She choked more than once as the seas repeatedly broke over us, allowing scant time to catch a breath, and I raged with a fury that was perhaps childish, to realize how unable I was to shield her against their lashing.
All this while we had been drifting with the rollers, and must be drawing near the shore.
Eagerly I watched my opportunity, when upon the crest of a billow, to strain my water-soaked eyes toward where it should be.
Painful though my vision had become, thank Heaven! I saw the blessed shore—it was also close at hand, though before I could hope to gain its friendly shelter the worst struggle of all must be gone through with; for the deadly sea puss forms where the retreating undertow meets the incoming waves, and riotous war ensues.

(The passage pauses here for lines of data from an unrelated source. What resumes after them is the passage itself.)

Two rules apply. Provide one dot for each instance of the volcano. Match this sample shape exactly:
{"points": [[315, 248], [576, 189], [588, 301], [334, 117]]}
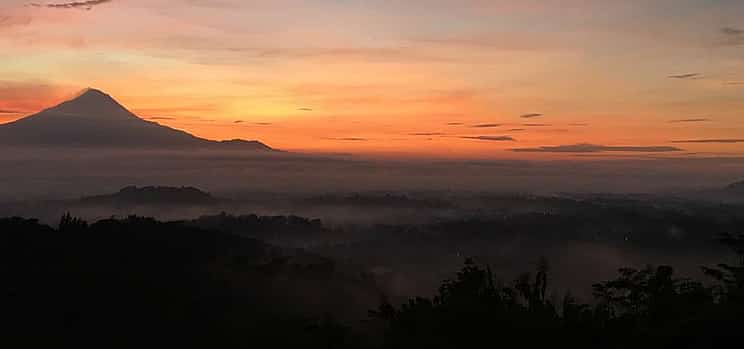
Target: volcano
{"points": [[95, 119]]}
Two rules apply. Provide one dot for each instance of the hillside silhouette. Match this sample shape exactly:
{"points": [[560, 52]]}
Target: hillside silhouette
{"points": [[152, 195], [95, 119]]}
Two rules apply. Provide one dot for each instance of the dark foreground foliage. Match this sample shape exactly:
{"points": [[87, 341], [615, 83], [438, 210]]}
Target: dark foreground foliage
{"points": [[138, 282]]}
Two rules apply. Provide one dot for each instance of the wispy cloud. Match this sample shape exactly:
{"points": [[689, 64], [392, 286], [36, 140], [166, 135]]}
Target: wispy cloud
{"points": [[689, 76], [83, 5], [690, 120], [733, 36], [427, 134], [349, 139], [491, 138], [594, 148], [714, 140], [530, 116], [160, 118]]}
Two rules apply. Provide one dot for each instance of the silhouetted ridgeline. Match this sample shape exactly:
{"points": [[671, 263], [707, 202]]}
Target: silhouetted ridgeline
{"points": [[119, 282], [95, 120], [133, 196], [136, 280]]}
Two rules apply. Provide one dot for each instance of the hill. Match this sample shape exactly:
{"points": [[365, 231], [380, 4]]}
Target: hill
{"points": [[95, 119], [152, 196]]}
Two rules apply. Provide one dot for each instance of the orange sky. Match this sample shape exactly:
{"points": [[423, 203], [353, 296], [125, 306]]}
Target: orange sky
{"points": [[381, 77]]}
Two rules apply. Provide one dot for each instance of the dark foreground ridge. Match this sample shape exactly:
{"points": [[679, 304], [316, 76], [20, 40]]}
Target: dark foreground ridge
{"points": [[122, 283], [95, 119]]}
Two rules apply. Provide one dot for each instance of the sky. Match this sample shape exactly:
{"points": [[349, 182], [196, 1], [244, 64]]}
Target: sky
{"points": [[435, 78]]}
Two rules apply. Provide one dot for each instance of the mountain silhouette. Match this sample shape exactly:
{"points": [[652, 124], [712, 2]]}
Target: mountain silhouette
{"points": [[153, 196], [95, 119]]}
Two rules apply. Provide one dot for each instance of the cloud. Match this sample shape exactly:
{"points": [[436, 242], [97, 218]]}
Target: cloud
{"points": [[594, 148], [689, 76], [689, 120], [350, 139], [531, 115], [719, 140], [427, 134], [83, 5], [161, 118], [491, 138], [733, 36], [12, 21]]}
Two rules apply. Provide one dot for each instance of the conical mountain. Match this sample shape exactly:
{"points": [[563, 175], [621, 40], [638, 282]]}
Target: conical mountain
{"points": [[95, 119]]}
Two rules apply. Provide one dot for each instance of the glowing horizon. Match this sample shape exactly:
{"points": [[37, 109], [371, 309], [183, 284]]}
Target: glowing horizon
{"points": [[424, 78]]}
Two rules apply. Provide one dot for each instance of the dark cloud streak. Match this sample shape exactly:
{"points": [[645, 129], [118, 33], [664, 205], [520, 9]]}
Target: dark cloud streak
{"points": [[594, 148], [531, 115], [83, 5], [491, 138], [718, 140]]}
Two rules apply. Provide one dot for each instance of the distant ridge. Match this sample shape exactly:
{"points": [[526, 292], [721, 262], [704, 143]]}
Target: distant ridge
{"points": [[152, 196], [95, 119]]}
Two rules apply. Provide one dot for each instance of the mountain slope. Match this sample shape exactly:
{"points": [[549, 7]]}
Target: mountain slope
{"points": [[95, 119]]}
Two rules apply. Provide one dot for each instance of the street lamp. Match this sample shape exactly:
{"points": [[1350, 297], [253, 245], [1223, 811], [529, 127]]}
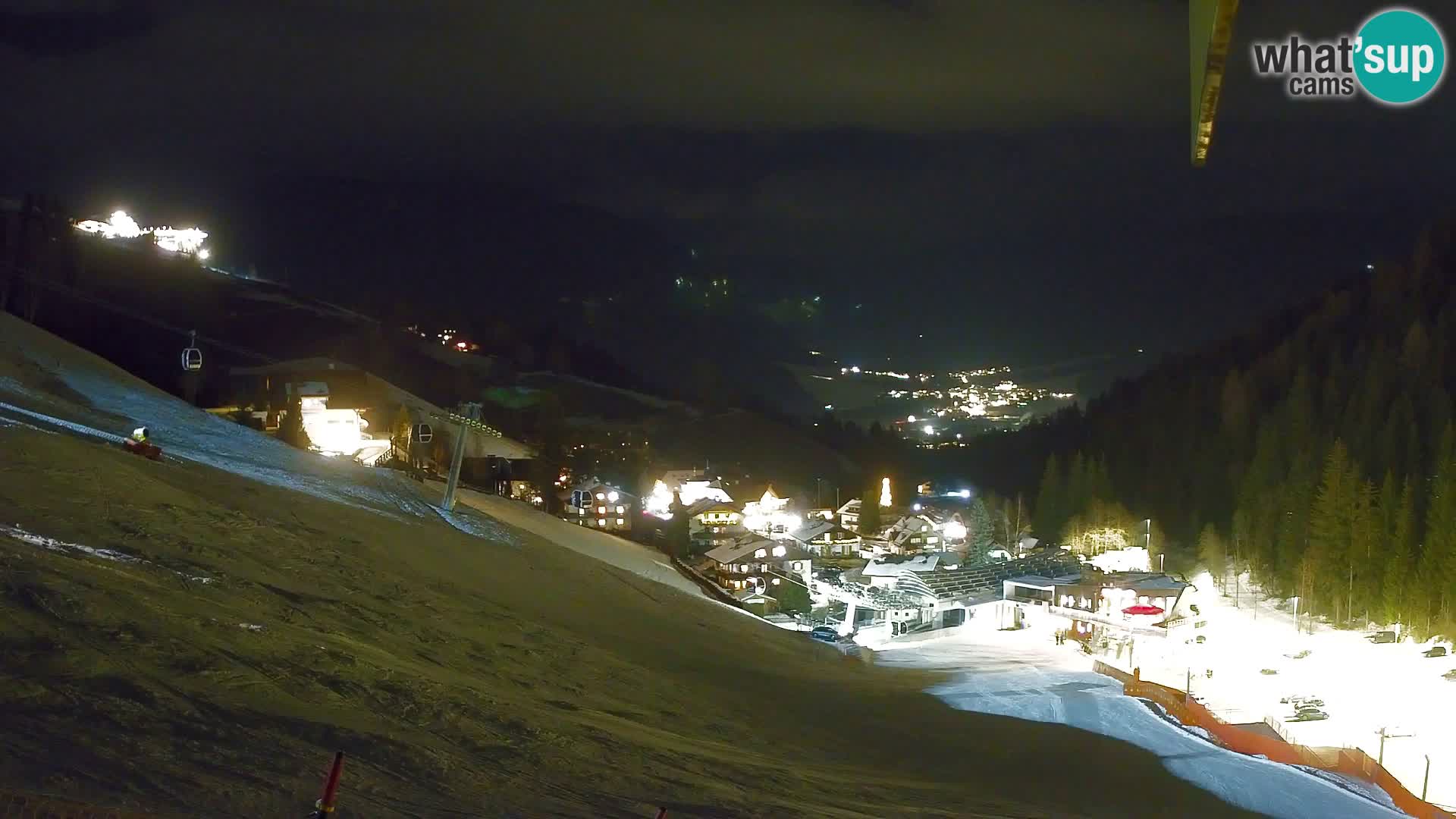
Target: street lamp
{"points": [[1383, 736]]}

And when, crowned with victory, I should stagger out of the foamy yeast, clasping in my arms that form so precious, would there still be a sweet spirit within that earthly tenement, or might my embrace but hold the lifeless clay of my best beloved?
Always must it remain more or less of a mystery how I reached the shore.

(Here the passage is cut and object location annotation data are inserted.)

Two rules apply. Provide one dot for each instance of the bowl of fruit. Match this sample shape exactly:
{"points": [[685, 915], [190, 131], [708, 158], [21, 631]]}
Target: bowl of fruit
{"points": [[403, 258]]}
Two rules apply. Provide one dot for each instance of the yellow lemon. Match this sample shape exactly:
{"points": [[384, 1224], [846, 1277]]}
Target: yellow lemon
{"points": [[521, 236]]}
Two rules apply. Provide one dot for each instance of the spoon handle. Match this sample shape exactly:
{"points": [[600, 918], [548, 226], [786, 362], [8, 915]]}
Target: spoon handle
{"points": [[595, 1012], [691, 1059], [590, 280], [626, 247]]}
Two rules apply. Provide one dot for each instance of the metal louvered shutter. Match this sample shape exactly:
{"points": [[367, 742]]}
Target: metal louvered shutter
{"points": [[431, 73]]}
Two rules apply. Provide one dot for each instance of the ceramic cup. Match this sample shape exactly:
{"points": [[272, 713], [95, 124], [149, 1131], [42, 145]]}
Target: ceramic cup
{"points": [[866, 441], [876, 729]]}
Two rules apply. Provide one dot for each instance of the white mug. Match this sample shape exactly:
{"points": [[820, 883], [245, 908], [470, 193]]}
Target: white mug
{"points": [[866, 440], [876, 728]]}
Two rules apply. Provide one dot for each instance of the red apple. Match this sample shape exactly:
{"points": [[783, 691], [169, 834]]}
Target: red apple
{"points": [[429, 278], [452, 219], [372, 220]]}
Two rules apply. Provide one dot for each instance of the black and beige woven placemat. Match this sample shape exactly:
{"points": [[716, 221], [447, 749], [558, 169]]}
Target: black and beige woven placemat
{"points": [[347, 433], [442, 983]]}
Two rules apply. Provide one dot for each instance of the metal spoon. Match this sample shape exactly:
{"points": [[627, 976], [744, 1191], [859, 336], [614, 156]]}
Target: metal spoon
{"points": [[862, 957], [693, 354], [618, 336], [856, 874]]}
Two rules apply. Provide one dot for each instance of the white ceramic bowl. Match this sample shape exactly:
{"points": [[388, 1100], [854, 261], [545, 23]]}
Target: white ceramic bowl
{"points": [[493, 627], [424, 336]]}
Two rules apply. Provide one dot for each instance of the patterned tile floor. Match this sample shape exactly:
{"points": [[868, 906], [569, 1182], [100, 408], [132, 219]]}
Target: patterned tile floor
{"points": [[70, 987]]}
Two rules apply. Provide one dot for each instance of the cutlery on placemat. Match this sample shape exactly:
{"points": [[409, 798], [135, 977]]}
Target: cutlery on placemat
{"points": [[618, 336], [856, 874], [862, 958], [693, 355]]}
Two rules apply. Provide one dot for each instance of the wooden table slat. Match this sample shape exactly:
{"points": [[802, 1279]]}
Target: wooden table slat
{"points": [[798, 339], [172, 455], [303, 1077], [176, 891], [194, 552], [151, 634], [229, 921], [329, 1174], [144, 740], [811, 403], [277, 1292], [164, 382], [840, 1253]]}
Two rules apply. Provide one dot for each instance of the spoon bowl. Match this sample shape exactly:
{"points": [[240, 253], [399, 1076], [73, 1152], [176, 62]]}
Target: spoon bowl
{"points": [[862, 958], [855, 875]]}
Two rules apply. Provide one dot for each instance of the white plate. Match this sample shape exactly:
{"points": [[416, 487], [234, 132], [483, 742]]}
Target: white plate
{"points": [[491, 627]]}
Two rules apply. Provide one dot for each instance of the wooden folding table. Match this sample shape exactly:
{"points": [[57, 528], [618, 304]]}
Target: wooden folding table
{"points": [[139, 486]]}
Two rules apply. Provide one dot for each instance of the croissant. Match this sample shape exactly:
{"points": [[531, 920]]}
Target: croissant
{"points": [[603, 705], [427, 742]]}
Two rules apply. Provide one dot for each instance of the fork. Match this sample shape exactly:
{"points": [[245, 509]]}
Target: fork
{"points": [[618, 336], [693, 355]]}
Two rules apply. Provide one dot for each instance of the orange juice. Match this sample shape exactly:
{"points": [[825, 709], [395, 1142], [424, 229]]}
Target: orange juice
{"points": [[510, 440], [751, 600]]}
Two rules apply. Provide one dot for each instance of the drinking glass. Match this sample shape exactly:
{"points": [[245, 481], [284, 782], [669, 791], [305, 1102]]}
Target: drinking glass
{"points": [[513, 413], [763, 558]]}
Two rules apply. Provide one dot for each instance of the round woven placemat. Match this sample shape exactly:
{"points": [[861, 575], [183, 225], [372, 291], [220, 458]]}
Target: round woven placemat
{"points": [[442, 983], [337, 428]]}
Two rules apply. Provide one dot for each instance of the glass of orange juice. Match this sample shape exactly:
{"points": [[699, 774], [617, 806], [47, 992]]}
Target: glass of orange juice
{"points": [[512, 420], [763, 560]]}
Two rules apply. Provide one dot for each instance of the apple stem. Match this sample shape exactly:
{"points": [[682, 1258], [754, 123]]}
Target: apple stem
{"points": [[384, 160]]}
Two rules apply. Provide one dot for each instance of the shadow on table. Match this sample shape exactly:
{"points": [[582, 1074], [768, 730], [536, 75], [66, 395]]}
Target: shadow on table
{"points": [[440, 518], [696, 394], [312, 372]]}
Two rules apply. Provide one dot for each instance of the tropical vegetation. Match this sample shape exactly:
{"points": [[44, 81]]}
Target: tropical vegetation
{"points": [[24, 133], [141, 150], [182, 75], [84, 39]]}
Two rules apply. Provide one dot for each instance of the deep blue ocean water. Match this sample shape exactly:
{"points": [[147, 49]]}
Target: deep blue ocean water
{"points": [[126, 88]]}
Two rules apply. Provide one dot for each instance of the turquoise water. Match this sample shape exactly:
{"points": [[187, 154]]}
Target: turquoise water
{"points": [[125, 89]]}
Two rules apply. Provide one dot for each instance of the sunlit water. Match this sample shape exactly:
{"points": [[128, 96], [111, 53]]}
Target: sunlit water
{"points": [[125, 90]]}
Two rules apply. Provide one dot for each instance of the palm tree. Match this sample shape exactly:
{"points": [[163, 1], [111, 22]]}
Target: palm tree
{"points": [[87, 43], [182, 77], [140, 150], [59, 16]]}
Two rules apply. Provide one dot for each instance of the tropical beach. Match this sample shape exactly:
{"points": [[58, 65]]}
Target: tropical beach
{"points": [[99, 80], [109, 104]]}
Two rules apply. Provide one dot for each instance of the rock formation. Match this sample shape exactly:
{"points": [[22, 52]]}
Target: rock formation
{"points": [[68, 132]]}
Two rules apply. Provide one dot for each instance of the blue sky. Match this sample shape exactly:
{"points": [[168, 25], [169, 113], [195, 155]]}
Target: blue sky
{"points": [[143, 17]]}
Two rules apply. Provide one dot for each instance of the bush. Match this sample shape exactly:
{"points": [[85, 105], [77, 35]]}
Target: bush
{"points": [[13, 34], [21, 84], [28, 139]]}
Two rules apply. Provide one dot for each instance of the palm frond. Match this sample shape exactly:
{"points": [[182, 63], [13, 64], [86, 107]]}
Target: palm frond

I remember the struggle, and how hopeless it seemed when the sea puss had me in its whirling grasp—how futile my endeavors appeared, no matter how madly I strained.
Then there came a change—I had been, as it were, plucked as a brand from the burning—a roller freed us from the undertow and tossed us shoreward.
My feet touched bottom—it was but a secondary anchorage, and then I was borne off again, but somehow it rekindled hope that had well-nigh died.
Again I watched my chance—again I felt that magic thrill, and bursting into a supreme effort planted my toes in the shifting sand, holding my own against the rush of the receding water, holding the painted buoy and its precious burden, which had broken loose from the rope.